DBMS | File Organization

In this article, we are going to discuss about the file organization, methods of organising a file, introduction of indexing and types of indexing in database management system.
Submitted by Prerana Jain, on July 21, 2018

File Organization

A drawback of normalization is that the number of tables increases in the database and for a simple query some time more than 2-3 tables are required which makes the system slow.

In general database file are very large which may acquire a large number of blocks because of which file access will be slow.

Methods of organising a file in database

There are mainly two methods of organizing a file in the database file system:

1. Sorted file

In this the records of a file are sorted according to some column or field it means fields unsorted with respect to other field or column.

Advantages: Access is very fast as it supports training search.

Disadvantages: Maintenance is costly as insertion and deletion require a number of swaps.

2. Unsorted file

Here, the records are ordered randomly or generally in the order in which they are inserted.

Advantages: Maintenance is easy.

Disadvantages: Access is slow as it requires the linear search.


Indexing is a secondary or alternative method to access the file in a time efficient manner. Indexing can be classified either on sorted or unsorted file or single level or multilevel indexing or sparse or dense indexing.

Structure of index file

Index file consist of two field.

Structure of index file

Search key: Field of file on which index is created.

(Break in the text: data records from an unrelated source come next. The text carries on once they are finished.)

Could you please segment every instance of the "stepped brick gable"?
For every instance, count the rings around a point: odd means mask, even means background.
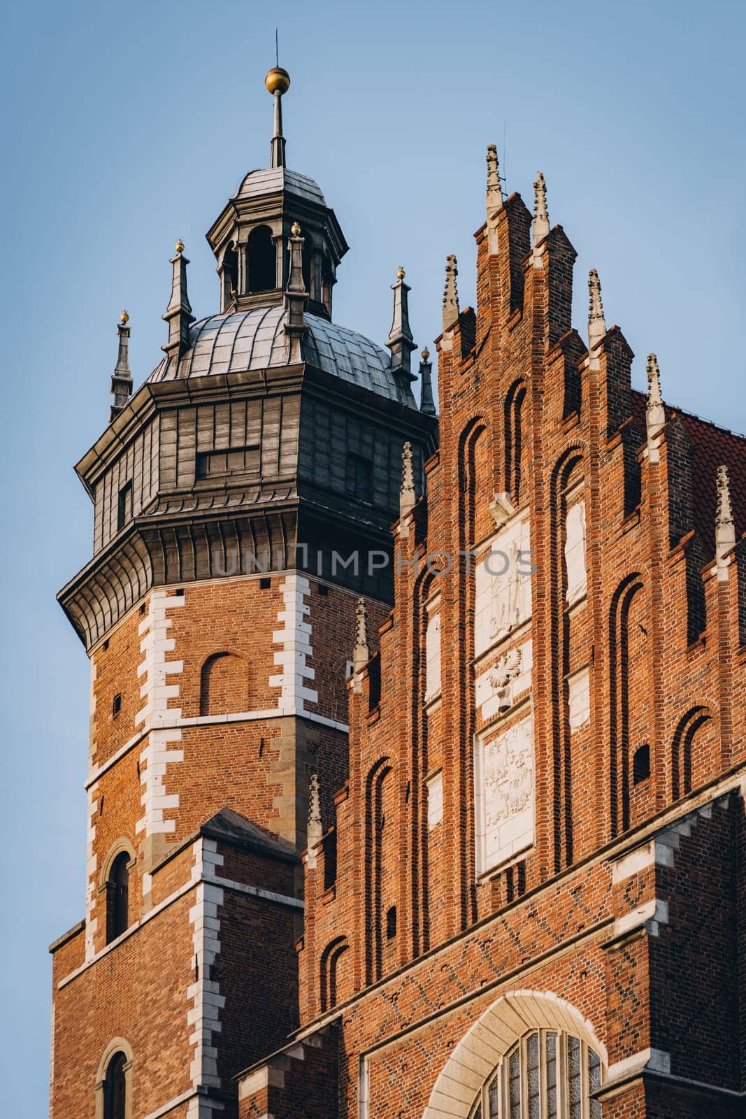
[[[421,405],[331,318],[347,244],[271,167],[177,243],[164,357],[78,463],[84,920],[53,1119],[736,1119],[746,441],[668,402],[487,152]]]

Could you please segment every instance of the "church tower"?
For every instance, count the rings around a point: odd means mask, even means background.
[[[403,448],[421,489],[436,445],[404,271],[388,351],[333,323],[348,246],[286,164],[290,77],[266,85],[270,167],[207,234],[219,313],[195,320],[178,241],[164,356],[133,393],[123,312],[76,468],[93,557],[59,601],[91,659],[86,911],[51,946],[54,1119],[230,1119],[234,1078],[298,1026],[300,853],[347,778],[360,611],[375,643],[390,606]]]

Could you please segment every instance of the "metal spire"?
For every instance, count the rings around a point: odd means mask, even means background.
[[[368,647],[368,610],[366,600],[358,599],[355,614],[355,649],[352,650],[352,671],[360,673],[370,660]]]
[[[412,375],[412,351],[416,349],[409,328],[409,284],[404,282],[406,273],[402,265],[396,271],[396,283],[391,284],[394,292],[394,319],[386,345],[391,351],[391,368]]]
[[[169,263],[173,265],[171,299],[166,308],[166,314],[162,316],[169,325],[169,340],[166,346],[161,346],[161,349],[169,357],[180,358],[189,349],[189,327],[195,321],[187,293],[187,264],[189,261],[183,255],[183,241],[181,238],[177,241],[176,256],[172,256]]]
[[[665,424],[665,410],[661,396],[661,372],[654,354],[648,355],[648,406],[645,408],[645,425],[648,429],[648,445],[660,435]]]
[[[601,302],[601,281],[595,269],[588,273],[588,346],[593,349],[606,333],[604,305]]]
[[[459,319],[459,291],[456,289],[456,258],[453,253],[445,258],[445,288],[443,290],[443,330],[455,326]]]
[[[301,227],[298,222],[293,222],[290,233],[291,235],[287,239],[290,275],[287,276],[287,286],[285,288],[285,310],[287,311],[285,333],[290,338],[287,360],[291,365],[298,365],[303,360],[301,351],[301,342],[305,333],[303,312],[305,311],[309,293],[305,290],[305,281],[303,280],[304,238],[301,237]]]
[[[549,234],[549,214],[547,211],[547,184],[539,171],[533,184],[533,247]]]
[[[422,351],[419,363],[419,411],[426,416],[436,415],[435,401],[433,399],[433,363],[429,360],[427,347]]]
[[[415,492],[415,469],[412,443],[407,440],[402,452],[402,489],[399,490],[399,516],[405,517],[417,504]]]
[[[502,208],[502,185],[498,149],[491,143],[487,148],[487,216],[492,217]]]
[[[274,130],[270,144],[270,167],[285,167],[285,138],[282,134],[282,95],[290,90],[290,74],[282,66],[273,66],[264,84],[274,97]]]
[[[108,414],[108,422],[120,414],[122,408],[125,406],[126,402],[132,396],[132,374],[130,373],[130,358],[129,358],[129,346],[130,346],[130,316],[126,311],[122,311],[120,314],[120,321],[116,325],[116,333],[119,335],[119,354],[116,356],[116,365],[114,366],[114,373],[112,374],[112,387],[111,394],[114,397],[114,403],[111,406]]]
[[[717,479],[718,507],[715,517],[715,556],[718,568],[718,579],[727,579],[726,553],[736,544],[736,524],[733,519],[733,505],[730,502],[730,482],[728,479],[728,468],[718,467]],[[723,574],[720,575],[720,572]]]

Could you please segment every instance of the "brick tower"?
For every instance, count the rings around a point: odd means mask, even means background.
[[[298,1027],[309,806],[328,826],[347,778],[403,445],[418,472],[436,445],[404,273],[388,351],[333,325],[347,244],[286,166],[286,73],[266,85],[270,167],[207,234],[220,311],[195,321],[178,242],[166,356],[132,394],[124,312],[77,466],[94,554],[59,600],[91,658],[87,894],[53,946],[55,1119],[235,1117],[235,1074]]]
[[[177,245],[167,356],[132,396],[121,323],[78,466],[54,1119],[737,1119],[746,441],[653,354],[632,389],[595,271],[573,328],[544,178],[531,215],[493,147],[436,432],[403,272],[390,357],[331,323],[344,242],[268,85],[272,166],[208,234],[221,312],[192,322]]]

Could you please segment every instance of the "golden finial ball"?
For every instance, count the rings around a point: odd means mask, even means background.
[[[287,93],[290,90],[290,74],[282,66],[273,66],[264,79],[270,93]]]

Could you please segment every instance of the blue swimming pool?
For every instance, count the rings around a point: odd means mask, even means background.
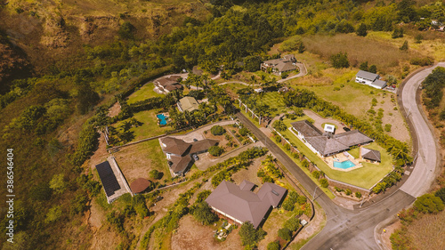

Block pointer: Pointer to block where key is available.

Types of indexing

Indexing can be classified on the basis of the number of entries in the index and on the basis of the field of a file used for indexing.

  1. Primary Indexing
    Either for sorted or unsorted main file if we design an index file then it will always be sorted. Index file has mainly two columns search key and pointers (either block or recured pointer). Indexing will be done on the primary key. The number of entries in the index file is the number of blocks acquired by the main file. The main file sorted with the primary key. Primary indexing is an example of sparse indexing.
  2. Clustered Indexing
    In this, the indexing is on non-key. The number of entries in the index file is the number of unique values of the non-key attribute in the main file. It is an example of sparse as well as dense indexing. The main file is sorted with respect to non-key.
  3. Sparse Indexing
    When all records of the main file do not get an entry in the index file than it is called sparse indexing. If an entry in the index file is created for some search key value.
    The number of entries in the main file is not equal to Number of entry in the index file.
  4. Dense indexing
    When every value of the attribute on which indexing is done gets an entry in an index file than it is called dense indexing. If an entry in the index is created for every search key value.
    Number of entry in index file = Number of database records.
  5. Secondary Indexing
    The main file is sorted it can be applied on key on non-key. Example of dense indexing as every records pf gets an entry in the index file (Number of entries in the index file is same as of the number of entries in the main file.